Yann, quant à lui, a été suspendu de son cercle universitaire et mis en examen pour recel de faux. Mais il a échappé à la détention, le scandale politique étant le prix le plus lourd qu’il ait eu à payer.
Maître Moreau a été interdit d’exercer. Lui seul a écopé d’une véritable sanction.
Les projets immobiliers à Belleville ont été gelés pour une durée indéterminée. C’était une victoire, à sa façon.
Mais aucune réparation financière directe n’a été accordée aux victimes, ni à ma famille, ni aux autres riverains dont les vies avaient été bouleversées. L’impunité des puissants était une chaîne difficile à briser.
CHAPITRE 15: Le retour à la mansarde
Plus tard, bien plus tard. Le temps a passé comme une pluie fine sur les toits de Paris.
Rien n’a vraiment changé dans le paysage de la capitale.

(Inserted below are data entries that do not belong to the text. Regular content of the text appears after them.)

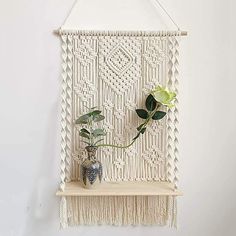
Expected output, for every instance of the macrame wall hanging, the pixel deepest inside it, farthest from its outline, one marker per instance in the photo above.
(115, 70)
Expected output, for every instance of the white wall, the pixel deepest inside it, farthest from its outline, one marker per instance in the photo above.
(29, 102)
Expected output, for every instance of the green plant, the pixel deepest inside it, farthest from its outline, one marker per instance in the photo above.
(154, 103)
(89, 132)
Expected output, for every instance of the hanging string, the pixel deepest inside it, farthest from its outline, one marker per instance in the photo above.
(163, 8)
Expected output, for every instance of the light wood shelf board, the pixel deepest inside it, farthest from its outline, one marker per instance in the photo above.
(121, 189)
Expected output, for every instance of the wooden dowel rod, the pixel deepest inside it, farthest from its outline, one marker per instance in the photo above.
(57, 32)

Les immeubles haussmanniens sont restés debout, impassibles.
Je suis assise près de la lucarne de mon étroite chambre sous les toits de Belleville. La pluie tombe sur les zincs parisiens, un murmure constant.
Le projet immobilier Saint-Hubert a été retardé, c’est vrai. Mais l’immeuble où vit ma grand-mère reste menacé. Les loyers continuent de grimper, insidieusement.
En replaçant le coffret en bois sculpté sur ma petite étagère, je contemple les traces de colle qui en soudent les morceaux brisés. Je l’avais réparé avec soin.
Le système a refermé ses rangs. Les puissants sont restés à leur place, leurs noms juste un peu plus ternis. Mais ils n’ont pas été anéantis.
C’est une lumière nécessaire, la vérité. Elle expose les fissures. Elle révèle les mensonges.
Mais elle ne garantit pas la fin de la précarité.
La mémoire de Layla, ma mère, repose désormais au sec, intacte et invaincue au milieu du silence. Le secret est révélé. Le monde le sait.
On peut abattre les murs d’un quartier et étouffer les cris sous le poids de l’or, mais l’eau de la pluie finira toujours par retrouver les fissures de leurs mensonges.